Lei e le sue sorelle non ne hanno mai parlato ad alcuno: "Non sapevamo a chi dirlo, a quel tempo mica c’era il Telefono Azzurro. Parlarne a nostra madre, comunque, era escluso: avevamo paura che non ci credesse, che lo dicesse a lui, e di essere picchiate". Secondo Loredana Bertè la madre non sapeva: "Ma non si è mai neanche chiesta niente dei giri notturni che faceva suo marito". Con l'adoratà Mia Martini da grande non ne ha mai parlato: "Lei aveva rimosso tutto, non solo quell’abuso sessuale, ma anche le botte. Io invece mi ricordo le mattonelle del bagno rosse di sangue, mia madre incinta di otto mesi accasciata perché lui l’aveva presa a calci. Quel bambino che lei ha abortito era il maschio che tanto desiderava mio padre". La donna non si è mai ribellata: "Allora non si poteva, e poi lei si era sposata a 15 anni. Era una donna di una bellezza incredibile, ma totalmente incapace".

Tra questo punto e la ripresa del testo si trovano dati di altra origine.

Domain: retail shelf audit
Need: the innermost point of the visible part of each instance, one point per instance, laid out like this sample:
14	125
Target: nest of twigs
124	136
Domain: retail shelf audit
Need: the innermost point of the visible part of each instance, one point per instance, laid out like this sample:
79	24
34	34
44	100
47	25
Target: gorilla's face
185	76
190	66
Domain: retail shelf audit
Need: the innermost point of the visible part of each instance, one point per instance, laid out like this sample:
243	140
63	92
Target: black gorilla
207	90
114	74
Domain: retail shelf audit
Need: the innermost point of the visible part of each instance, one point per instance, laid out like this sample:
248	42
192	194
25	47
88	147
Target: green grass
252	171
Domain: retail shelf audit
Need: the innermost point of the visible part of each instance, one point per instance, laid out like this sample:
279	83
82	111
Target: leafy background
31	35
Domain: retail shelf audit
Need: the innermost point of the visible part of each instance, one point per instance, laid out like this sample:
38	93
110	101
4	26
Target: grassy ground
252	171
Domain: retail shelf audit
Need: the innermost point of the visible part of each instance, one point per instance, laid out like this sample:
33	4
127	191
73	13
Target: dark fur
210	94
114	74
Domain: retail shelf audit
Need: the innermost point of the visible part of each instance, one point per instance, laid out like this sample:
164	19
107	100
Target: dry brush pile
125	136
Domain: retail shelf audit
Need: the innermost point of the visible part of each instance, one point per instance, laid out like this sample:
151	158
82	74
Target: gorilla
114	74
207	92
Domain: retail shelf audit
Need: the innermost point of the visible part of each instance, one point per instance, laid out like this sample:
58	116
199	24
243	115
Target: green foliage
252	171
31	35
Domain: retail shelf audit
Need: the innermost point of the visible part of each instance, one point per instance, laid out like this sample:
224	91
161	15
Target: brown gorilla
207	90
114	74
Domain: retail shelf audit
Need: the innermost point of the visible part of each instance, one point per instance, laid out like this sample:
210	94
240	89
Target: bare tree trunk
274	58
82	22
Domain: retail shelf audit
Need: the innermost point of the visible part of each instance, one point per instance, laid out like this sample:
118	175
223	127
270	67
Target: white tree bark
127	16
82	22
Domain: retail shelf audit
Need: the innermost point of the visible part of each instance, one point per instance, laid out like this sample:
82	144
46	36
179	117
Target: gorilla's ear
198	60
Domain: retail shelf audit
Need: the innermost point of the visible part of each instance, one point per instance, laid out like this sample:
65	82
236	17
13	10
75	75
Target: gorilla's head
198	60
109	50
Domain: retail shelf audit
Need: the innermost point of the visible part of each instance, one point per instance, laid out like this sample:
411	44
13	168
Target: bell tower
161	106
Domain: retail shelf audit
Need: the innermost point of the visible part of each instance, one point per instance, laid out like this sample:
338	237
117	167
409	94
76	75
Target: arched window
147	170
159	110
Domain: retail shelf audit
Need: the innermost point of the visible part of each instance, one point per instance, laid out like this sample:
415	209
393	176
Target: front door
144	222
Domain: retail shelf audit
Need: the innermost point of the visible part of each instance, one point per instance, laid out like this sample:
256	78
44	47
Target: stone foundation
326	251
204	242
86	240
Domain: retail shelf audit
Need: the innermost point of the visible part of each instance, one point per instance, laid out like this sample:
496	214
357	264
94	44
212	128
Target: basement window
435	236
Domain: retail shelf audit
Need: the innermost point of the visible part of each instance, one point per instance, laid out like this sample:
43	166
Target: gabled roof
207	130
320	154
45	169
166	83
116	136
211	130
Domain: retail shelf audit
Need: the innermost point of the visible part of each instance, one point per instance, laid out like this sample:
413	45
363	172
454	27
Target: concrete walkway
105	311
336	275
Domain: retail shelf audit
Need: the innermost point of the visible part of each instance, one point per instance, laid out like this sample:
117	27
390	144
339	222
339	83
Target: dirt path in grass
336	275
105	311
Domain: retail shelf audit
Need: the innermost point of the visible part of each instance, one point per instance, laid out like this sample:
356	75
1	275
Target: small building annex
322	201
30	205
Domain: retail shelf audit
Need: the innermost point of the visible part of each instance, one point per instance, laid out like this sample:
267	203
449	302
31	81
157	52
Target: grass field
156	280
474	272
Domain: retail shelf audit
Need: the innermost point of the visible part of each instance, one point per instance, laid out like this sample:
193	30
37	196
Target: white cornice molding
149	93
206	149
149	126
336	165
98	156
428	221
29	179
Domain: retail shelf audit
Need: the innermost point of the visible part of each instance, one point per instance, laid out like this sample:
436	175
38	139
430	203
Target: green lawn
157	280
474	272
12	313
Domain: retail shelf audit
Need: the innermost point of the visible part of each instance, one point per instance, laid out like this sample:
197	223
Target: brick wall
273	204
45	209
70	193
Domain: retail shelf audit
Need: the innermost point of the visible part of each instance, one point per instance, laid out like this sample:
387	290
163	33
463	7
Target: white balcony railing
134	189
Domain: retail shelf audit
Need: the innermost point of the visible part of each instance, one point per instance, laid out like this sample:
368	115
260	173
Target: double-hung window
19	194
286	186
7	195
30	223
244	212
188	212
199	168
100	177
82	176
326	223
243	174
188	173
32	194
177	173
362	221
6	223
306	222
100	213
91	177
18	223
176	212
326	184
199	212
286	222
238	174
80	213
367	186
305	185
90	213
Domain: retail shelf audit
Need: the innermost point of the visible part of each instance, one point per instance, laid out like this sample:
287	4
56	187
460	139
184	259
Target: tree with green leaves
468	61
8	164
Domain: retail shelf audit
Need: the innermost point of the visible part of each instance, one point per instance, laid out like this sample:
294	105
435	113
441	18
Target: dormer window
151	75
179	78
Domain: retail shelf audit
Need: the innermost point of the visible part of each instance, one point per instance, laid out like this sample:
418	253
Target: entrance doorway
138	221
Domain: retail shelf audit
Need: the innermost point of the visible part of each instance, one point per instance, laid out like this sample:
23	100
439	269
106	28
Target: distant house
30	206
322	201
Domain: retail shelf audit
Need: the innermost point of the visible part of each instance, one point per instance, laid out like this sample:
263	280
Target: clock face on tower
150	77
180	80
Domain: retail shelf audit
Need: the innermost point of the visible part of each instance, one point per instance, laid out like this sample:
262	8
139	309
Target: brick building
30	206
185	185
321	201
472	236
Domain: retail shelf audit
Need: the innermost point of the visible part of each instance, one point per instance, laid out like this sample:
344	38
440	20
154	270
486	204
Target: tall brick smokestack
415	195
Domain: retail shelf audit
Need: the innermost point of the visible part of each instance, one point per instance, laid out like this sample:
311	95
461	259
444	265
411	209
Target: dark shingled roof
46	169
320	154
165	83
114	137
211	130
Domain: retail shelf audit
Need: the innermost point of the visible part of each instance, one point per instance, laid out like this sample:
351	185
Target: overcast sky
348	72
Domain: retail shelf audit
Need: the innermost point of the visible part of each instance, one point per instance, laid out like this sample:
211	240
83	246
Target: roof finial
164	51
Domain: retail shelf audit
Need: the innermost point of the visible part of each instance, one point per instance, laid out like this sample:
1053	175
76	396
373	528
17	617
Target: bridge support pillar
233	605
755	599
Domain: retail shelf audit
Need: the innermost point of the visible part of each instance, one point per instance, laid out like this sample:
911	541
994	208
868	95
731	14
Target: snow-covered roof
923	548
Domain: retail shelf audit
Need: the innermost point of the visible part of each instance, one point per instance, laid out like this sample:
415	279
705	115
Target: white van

Tanti pezzi di esistenza nell'autobiografia. L'artista ha parlato degli amici, del matrimonio finito con Borg, l'ultimo uomo che ha amato, del grande dolore per il suicidio della sorella. "Purtroppo la fine della nostra storia (con Borg ndr) ha coinciso con la morte di Mimì, e io non mi sono mai più ripresa. Non è vero che il tempo cancella: è sempre ieri. Lei prima di morire mi ha telefonato e io non ho risposto. Poco prima aveva anche insistito per regalarmi un cellulare “così ti trovo”, diceva, ma io non l’ho voluto. Mi sono punita per questi errori che avrebbero potuto salvarle la vita. Mi sono chiesta: quali sono le cose che mi piacciono di più? Viaggiare e amare. Ho smesso di fare entrambe. Ho smesso di amare anche me stessa, e non ho più ricominciato. Per tre anni sono rimasta in casa a guardare il soffitto. Adesso aspetto solo che quello stronzo di mio padre muoia per prendere le ceneri di Mimì e spargerle nel mare di Bagnara Calabra".
C'è solo la musica a darle pace, ma niente felicità per lei.